Following a dispute over the "abduction of Japanese citizens",
the first diplomatic talks between Japan and North Korea in over a
year were brought back from the brink on Wednesday evening.
The spat overshadowed the talks, contrasting with the positive
note emanating from a meeting between US and North Korean officials
on Monday in New York.
The two rounds of talks happened following the start of a six-party deal which would see North Korea
cease pursuing a nuclear program in exchange for aid and diplomatic
recognition.
Japanese delegation head Koichi Haraguchi announced to gathered
press that the meeting at the North Korean embassy in Hanoi would
focus on the abductions and normalizing diplomatic ties.

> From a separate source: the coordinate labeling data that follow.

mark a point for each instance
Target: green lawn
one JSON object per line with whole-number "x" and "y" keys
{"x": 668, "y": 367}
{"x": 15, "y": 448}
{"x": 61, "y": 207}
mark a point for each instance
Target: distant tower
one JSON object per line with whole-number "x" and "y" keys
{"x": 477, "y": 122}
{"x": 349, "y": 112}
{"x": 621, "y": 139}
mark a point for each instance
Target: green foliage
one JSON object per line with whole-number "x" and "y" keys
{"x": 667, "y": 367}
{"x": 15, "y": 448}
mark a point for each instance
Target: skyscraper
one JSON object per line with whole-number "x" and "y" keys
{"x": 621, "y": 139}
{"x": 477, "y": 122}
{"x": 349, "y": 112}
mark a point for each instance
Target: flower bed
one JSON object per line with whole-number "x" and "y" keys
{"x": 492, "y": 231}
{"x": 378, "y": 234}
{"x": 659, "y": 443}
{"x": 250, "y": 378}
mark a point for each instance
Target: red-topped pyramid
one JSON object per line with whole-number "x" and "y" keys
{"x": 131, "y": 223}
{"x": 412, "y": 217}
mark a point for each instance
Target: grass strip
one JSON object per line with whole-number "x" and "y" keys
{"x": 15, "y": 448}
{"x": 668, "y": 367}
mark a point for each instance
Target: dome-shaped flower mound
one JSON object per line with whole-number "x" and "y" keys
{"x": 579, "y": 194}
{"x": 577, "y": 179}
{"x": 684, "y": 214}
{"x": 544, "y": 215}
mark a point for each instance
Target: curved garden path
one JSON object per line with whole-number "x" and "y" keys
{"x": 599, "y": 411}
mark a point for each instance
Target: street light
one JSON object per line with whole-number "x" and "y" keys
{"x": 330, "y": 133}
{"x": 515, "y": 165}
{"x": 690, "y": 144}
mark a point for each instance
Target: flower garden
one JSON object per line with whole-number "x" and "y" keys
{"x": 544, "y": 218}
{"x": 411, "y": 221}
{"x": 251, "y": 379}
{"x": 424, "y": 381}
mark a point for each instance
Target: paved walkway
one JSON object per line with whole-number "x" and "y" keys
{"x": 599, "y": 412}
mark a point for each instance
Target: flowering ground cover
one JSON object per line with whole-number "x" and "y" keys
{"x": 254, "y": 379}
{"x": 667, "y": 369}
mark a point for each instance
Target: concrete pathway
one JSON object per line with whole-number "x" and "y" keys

Haraguchi's statement followed reports from a Japanese diplomat
that an afternoon meeting had crumbled on Wednesday following the
North Korea delegation being angered by discussion on "abductions
of Japanese citizens" in the 1970s and 80s.
The current talks are part of the agreement reached last month
between North Korea, South Korea, the United States, Russia, Japan
and China as they vie to free the Korean Peninsula from any nuclear
weaponry.
The Hanoi talks are a corner stone of the five sets of
working-group meetings this week.
The talks began with a feeling of hopefulness, with Haraguchi
confirming that Japan will work towards normalizing ties by
resolving disputes arousing from Japan's warmongering past, the
aforementioned abductions and North Korea's weapons programs.
His counterpart Song Il-ho also pledged to resolve the nuclear
dispute, and would be eager to normalize ties should Japan atone
for its colonization of the Korean Peninsula from 1910-1945.